Check out our new paper at ICIP on multi-scale segmentation of brain structure from X-ray microCT image volumes!  [Check out our paper here!]

Abstract:   Methods for resolving the brain’s microstructure are rapidly improving, allowing us to image large brain volumes at high resolutions. As a result, the interrogation of samples spanning multiple diversified brain regions is becoming increasingly common. Understanding these samples often requires multiscale processing: segmentation of the detailed microstructure and large-scale modelling of the macrostructure. Current brain mapping algorithms often analyze data only at a single scale, and optimization for each scale occurs independently, potentially limiting the consistency, performance, and interpretability. In this work we introduce a deep learning framework for segmentation of brain structure at multiple scales. We leverage a modified U-Net architecture with a multi-task learning objective and unsupervised pre-training to simultaneously model both the micro and macro architecture of the brain. We successfully apply our methods to a heterogeneous, three-dimensional, X-ray micro-CT dataset spanning multiple regions in the mouse brain, and show that our approach consistently outperforms another multi-task architecture, and is competitive with strong single-task baselines at both scales.

Henry presented his paper on Bayesian Optimization at the Conference on Uncertainty in AI (UAI)! [Check out the paper here!]

Abstract:  Most existing black-box optimization methods assume that all variables in the system being optimized have equal cost and can change freely at each iteration. However, in many real-world systems, inputs are passed through a sequence of different operations or modules, making variables in earlier stages of processing more costly to update. Such structure induces a dynamic cost from switching variables in the early parts of a data processing pipeline.
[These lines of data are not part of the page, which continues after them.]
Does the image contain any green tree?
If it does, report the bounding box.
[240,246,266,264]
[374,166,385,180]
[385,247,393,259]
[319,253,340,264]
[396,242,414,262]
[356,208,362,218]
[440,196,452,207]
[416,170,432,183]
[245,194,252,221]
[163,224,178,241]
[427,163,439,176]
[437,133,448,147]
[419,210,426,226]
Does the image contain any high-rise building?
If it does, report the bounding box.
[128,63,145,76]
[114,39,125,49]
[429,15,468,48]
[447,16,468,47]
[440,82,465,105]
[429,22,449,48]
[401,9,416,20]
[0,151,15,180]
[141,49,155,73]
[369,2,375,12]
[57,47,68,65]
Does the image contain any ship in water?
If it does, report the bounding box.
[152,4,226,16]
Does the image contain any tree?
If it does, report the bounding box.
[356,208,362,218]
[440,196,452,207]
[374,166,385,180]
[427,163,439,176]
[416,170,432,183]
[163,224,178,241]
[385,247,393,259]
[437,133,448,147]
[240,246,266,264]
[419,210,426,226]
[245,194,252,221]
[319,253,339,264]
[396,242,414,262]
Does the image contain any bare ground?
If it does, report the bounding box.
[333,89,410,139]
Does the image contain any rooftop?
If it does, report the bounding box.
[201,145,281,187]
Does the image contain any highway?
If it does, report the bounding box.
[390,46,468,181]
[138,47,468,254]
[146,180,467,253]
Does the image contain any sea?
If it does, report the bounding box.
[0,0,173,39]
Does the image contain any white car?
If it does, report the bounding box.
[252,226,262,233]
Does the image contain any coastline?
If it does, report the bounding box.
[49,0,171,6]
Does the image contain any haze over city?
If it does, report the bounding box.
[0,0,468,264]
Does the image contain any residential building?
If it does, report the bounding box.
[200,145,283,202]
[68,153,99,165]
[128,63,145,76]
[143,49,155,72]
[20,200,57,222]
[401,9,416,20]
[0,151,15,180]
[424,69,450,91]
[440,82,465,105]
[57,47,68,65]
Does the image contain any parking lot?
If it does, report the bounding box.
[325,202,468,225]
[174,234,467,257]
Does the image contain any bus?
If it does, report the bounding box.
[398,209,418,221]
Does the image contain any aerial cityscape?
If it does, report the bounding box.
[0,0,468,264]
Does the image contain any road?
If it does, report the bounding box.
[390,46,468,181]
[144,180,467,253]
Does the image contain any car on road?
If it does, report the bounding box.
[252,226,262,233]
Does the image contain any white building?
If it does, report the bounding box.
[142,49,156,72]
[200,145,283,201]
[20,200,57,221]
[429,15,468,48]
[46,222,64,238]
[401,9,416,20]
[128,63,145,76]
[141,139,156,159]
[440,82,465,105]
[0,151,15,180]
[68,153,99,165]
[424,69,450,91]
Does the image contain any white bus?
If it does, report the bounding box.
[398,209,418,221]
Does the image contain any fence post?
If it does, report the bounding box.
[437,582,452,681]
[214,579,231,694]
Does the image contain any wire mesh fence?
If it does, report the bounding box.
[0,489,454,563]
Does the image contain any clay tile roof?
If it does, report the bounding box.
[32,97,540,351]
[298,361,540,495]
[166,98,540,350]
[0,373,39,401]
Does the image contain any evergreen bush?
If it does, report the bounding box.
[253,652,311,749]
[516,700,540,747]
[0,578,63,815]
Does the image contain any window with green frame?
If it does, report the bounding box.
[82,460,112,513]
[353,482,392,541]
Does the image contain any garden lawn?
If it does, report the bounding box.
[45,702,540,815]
In this work, we propose a new algorithm for switch-cost-aware optimization called Lazy Modular Bayesian Optimization (LaMBO). This method efficiently identifies the global optimum while minimizing cost through a passive change of variables in early modules. The method is theoretically grounded which achieves a vanishing regret regularized with switching cost. We apply LaMBO to multiple synthetic functions and a three-stage image segmentation pipeline used in a neuroimaging task, where we obtain promising improvements over existing cost-aware Bayesian optimization algorithms. Our results demonstrate that LaMBO is an effective strategy for black-box optimization capable of minimizing switching costs.